Exploratory data analysis of student dropout patterns using two real-world datasets. The goal was to identify which academic, demographic, and socioeconomic factors most strongly predict whether a student will graduate, drop out, or remain enrolled — and to turn those findings into actionable recommendations for institutional intervention.
Course: Data Visualization (PROG74010), Conestoga College, Winter 2026 Team: Girish Bhuteja · Rudra Patel · Dhyey Bhatt
Student dropout is a significant challenge for post-secondary institutions. Early detection of at-risk students allows institutions to intervene before a student reaches a point of no return. This project analyzes two real-world datasets to understand what that early warning signal actually looks like in the data.
The analysis covers:
- Data cleaning and missing value handling across two datasets
- Visual and statistical outlier detection using IQR
- Correlation analysis across academic, demographic, and economic variables
- Feature-by-feature comparison of student outcome groups (Graduate / Dropout / Enrolled)
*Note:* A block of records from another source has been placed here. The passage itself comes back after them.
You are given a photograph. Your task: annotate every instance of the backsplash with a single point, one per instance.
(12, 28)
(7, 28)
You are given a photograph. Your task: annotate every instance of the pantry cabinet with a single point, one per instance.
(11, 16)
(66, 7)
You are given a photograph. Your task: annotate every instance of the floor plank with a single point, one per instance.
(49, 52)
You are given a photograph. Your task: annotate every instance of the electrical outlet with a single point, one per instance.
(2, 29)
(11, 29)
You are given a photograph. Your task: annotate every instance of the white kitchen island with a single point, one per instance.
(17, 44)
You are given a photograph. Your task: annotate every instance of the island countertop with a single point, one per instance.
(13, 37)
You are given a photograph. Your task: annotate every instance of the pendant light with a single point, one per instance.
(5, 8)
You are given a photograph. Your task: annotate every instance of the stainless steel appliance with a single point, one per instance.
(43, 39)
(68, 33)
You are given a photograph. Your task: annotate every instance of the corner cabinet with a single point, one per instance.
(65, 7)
- Evidence-based recommendations for early intervention
Two publicly available academic datasets were used. See data/README.md for download instructions.
| Dataset | Records | Source |
|---|---|---|
| UCI Student Dropout and Academic Success | 4,424 | UCI Machine Learning Repository |
| OULAD — Open University Learning Analytics Dataset (studentInfo) | ~32,000 | Open University, UK |
Dataset 1 captures demographics, first and second semester academic performance, financial situation, and external economic indicators (unemployment rate, GDP, inflation) for students at a higher education institution. The target variable classifies each student as Graduate, Dropout, or Enrolled.
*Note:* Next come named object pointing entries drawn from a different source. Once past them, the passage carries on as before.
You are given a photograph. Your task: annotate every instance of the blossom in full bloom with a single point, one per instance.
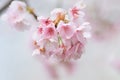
(59, 38)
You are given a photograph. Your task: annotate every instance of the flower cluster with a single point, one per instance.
(62, 36)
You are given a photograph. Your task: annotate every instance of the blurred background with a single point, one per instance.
(97, 63)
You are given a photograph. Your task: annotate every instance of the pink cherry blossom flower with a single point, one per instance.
(17, 16)
(44, 21)
(66, 30)
(76, 10)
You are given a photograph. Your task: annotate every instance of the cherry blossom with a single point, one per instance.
(18, 16)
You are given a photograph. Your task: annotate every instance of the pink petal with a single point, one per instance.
(66, 30)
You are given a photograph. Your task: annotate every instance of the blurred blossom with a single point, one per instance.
(18, 16)
(104, 16)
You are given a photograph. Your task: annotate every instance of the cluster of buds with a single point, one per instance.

Dataset 2 captures student demographics, study patterns, and final outcomes (Pass, Fail, Withdraw, Distinction) from the Open University's online learning platform.
Students who drop out show significantly lower first-semester grades than graduates — many near zero. This pattern is consistent across both semesters (r = 0.84 between semester 1 and semester 2 grades), meaning early performance patterns tend to persist throughout the program.
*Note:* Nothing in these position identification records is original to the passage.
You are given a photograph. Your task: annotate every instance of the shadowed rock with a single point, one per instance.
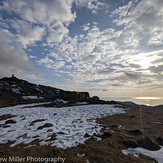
(130, 144)
(135, 132)
(10, 121)
(148, 144)
(105, 135)
(45, 126)
(160, 140)
(38, 120)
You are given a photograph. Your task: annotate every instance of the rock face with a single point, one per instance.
(14, 90)
(95, 98)
(147, 143)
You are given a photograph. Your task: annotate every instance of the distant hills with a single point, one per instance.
(17, 91)
(129, 103)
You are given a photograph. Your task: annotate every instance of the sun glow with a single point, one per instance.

Admission grade shows only a weak positive correlation with semester performance (r = 0.07). A student's entry score alone is not a reliable indicator of whether they will graduate or drop out. All three outcome groups show substantial overlap in admission grade distributions.
Age at enrollment showed no meaningful difference between outcome groups — both traditional and mature students appear across all three categories. Economic variables (GDP, unemployment rate) were also weakly correlated with outcomes, suggesting that within this dataset, external economic conditions are not a primary driver of dropout.
The clearest separation between graduates and dropouts appears in first-semester grades — not in demographics or background variables. This makes first-semester performance an actionable, timely intervention trigger.
The notebook includes:
- Correlation heatmap across 6 continuous variables
- Boxplots: Admission Grade vs. Student Outcome
- Boxplots: 1st Semester Grade vs. Student Outcome
- Boxplots: 2nd Semester Grade vs. Student Outcome
- Boxplots: Age at Enrollment vs. Student Outcome
- IQR outlier analysis across all selected numerical features
Based on the findings, three institutional recommendations were proposed:
1. First-semester early warning system Flag students with first-semester grades significantly below the graduate median for proactive outreach — tutoring, advising, or peer mentoring — before the second semester begins.
2. Shift from admission-based to performance-based monitoring Since admission grades are weak predictors, institutions should invest more in in-program tracking systems rather than relying on entry criteria as a proxy for student success.
3. Prioritize resource allocation in semester 1 Because dropout risk crystallizes early, academic support resources (tutoring centers, advisor availability, financial aid awareness) should be weighted toward the first semester rather than distributed evenly across the program.
1. Clone the repository
git clone https://github.com/Girish0744/student-dropout-risk-analysis.git
cd student-dropout-risk-analysis2. Install dependencies
pip install -r requirements.txt3. Add the datasets
Follow the instructions in data/README.md to download and place the datasets in the data/ folder.
4. Launch the notebook
jupyter notebook Student_Dropout_Risk_Analysis.ipynbstudent-dropout-risk-analysis/
├── README.md
├── requirements.txt
├── Student_Dropout_Risk_Analysis.ipynb
└── data/
├── README.md
├── Dataset_1_Predict_Students_Dropout_and_Academic_Success.xlsx
└── studentInfo.csv
| Tool | Purpose |
|---|---|
| Python 3 | Core language |
| Pandas | Data loading, cleaning, transformation |
| Matplotlib | Base visualizations |
| Seaborn | Statistical visualizations (heatmap, boxplots) |
| Jupyter Notebook | Interactive analysis environment |
- The analysis is exploratory — no predictive model was built. Findings describe associations, not causal relationships.
- Dataset 1 is sourced from a single institution; results may not generalize to all post-secondary contexts.
- Outliers were retained throughout the analysis as they represent genuine real-world variation (mature students, high/low performers) rather than data errors.
Both datasets are publicly available for research and educational use. See each dataset's original license at the source links in data/README.md.